One response to it, he says, is to drop out. "The fastest-growing organization in the Christian West" is what he calls "the church alumni association," where "people check out every day."
The program, intended to be used in 2 1/2-hour segments, emphasizes faith as a "journey and not a destination" and also uses sermon clips, conversations, comedy and spiritual exercises.
"We wanted to make the .product something that was contemporary, that people could access on the Internet," says Procter-Murphy, who marshaled many volunteers from their two congregations and were able to get their two dozen speakers to volunteer to be interviewed, some from as far away as England.
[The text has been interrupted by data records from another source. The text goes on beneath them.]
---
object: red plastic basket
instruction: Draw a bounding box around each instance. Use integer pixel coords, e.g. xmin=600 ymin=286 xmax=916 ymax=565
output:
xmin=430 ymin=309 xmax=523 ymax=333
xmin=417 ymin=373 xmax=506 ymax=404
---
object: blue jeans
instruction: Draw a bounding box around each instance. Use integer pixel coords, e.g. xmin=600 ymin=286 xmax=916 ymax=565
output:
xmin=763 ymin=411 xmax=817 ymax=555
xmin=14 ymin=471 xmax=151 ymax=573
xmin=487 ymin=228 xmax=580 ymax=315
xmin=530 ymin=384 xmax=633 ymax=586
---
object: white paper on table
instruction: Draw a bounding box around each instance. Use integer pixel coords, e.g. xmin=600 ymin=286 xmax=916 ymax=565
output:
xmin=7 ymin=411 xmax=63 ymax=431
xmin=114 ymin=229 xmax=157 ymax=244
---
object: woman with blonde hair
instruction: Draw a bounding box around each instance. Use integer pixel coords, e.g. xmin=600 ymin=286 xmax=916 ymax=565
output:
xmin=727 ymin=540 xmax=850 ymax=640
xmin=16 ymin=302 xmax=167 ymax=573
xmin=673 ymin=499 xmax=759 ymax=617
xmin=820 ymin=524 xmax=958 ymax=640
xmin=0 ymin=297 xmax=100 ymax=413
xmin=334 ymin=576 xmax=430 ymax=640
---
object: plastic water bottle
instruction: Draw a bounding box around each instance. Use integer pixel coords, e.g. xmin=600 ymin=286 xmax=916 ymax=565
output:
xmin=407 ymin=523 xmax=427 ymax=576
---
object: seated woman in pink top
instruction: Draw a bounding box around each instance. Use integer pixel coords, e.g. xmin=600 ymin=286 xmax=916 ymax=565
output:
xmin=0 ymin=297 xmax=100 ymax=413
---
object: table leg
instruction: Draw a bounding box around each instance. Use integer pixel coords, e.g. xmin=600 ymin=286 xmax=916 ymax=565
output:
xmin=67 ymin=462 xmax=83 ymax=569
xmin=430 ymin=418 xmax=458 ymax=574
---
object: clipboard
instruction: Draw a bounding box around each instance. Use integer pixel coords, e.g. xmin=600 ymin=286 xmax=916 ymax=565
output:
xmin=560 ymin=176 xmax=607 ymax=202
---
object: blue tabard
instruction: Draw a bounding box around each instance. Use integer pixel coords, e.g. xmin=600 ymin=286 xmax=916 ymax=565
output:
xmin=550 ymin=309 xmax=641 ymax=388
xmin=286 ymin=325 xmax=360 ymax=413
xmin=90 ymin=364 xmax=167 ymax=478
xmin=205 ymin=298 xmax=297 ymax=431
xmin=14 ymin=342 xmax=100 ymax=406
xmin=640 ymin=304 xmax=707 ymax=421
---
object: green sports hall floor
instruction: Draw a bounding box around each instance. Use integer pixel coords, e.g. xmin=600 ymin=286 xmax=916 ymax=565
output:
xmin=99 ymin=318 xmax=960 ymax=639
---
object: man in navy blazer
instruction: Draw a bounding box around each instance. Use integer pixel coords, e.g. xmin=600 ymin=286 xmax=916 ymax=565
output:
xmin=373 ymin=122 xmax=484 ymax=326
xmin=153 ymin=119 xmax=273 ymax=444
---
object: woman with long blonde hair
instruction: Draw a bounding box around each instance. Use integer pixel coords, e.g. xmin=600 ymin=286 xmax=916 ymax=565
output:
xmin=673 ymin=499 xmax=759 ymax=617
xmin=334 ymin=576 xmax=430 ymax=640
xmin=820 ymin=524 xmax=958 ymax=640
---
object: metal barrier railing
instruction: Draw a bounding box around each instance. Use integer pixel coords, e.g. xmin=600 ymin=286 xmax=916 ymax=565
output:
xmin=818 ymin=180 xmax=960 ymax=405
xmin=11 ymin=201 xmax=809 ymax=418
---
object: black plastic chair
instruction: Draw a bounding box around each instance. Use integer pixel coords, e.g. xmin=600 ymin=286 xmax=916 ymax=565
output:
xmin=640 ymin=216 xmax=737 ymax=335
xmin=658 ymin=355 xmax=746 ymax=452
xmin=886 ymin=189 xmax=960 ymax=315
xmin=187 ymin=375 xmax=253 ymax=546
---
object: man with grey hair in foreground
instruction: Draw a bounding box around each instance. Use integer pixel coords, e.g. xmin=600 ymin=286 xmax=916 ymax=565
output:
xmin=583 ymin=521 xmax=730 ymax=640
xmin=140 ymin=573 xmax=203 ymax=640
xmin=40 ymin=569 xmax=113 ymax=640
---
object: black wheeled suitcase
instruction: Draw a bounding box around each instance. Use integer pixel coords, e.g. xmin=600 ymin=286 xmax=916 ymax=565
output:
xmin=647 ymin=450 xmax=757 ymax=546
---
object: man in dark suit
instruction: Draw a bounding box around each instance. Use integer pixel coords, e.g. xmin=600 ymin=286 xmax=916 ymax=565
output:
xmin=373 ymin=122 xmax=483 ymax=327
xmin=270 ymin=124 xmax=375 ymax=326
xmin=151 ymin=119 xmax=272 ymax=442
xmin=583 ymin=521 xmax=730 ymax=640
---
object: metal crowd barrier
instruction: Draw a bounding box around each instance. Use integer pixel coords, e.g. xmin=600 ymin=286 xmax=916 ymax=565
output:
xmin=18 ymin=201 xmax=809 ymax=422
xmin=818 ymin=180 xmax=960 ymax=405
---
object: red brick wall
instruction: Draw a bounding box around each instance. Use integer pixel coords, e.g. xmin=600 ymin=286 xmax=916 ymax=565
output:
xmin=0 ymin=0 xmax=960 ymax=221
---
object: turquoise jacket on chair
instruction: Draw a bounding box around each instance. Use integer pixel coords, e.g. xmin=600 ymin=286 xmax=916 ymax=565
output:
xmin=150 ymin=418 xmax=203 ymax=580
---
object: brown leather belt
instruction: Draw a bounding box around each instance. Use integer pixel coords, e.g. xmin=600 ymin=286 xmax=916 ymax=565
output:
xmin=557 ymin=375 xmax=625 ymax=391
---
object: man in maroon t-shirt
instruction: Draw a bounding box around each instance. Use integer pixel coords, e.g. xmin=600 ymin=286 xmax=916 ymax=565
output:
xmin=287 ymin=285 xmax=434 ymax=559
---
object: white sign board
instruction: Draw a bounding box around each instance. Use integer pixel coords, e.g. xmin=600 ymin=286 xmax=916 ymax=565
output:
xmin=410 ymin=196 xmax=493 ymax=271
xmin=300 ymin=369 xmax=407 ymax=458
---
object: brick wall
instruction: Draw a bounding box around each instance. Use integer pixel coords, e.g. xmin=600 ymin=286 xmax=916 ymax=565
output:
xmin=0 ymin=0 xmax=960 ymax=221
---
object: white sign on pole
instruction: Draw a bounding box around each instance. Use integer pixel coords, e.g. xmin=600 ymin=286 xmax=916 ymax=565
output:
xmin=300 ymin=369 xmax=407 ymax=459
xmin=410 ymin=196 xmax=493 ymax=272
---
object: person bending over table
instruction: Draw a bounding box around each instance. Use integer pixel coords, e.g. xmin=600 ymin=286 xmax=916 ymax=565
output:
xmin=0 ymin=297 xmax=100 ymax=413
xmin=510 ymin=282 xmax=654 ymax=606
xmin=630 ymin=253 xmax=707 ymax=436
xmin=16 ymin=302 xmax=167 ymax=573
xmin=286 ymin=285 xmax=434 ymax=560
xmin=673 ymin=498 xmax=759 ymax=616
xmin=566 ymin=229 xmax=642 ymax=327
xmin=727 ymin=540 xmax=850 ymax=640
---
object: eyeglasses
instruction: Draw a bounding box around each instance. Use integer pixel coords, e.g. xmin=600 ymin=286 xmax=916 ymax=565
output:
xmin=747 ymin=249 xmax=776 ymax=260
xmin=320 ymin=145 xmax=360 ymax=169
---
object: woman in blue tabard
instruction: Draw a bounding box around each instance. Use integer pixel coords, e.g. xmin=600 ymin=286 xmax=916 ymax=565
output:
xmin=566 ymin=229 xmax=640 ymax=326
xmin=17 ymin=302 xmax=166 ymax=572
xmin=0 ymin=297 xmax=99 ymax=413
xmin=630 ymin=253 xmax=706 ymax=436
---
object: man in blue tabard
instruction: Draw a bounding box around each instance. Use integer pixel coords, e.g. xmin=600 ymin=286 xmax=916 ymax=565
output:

Some theologians were invited to speak to groups, allowing their remarks to be videotaped and excerpted. Among other Valley faces in the program are Bishop Minerva Carcano of the Desert Southwest Conference of the United Methodist Church and Pat McMahon, host of "The God Show" heard Sundays on KTAR (620 AM).
Many people "have a sense that they are alone in being a 'thinking' Christian and that 'salvaging' Christianity is a hopeless task," the two pastors say in their materials. "What is needed is a safe environment where people have permission to ask the questions they've always wanted to ask but have been afraid to voice for fear of being thought a heretic."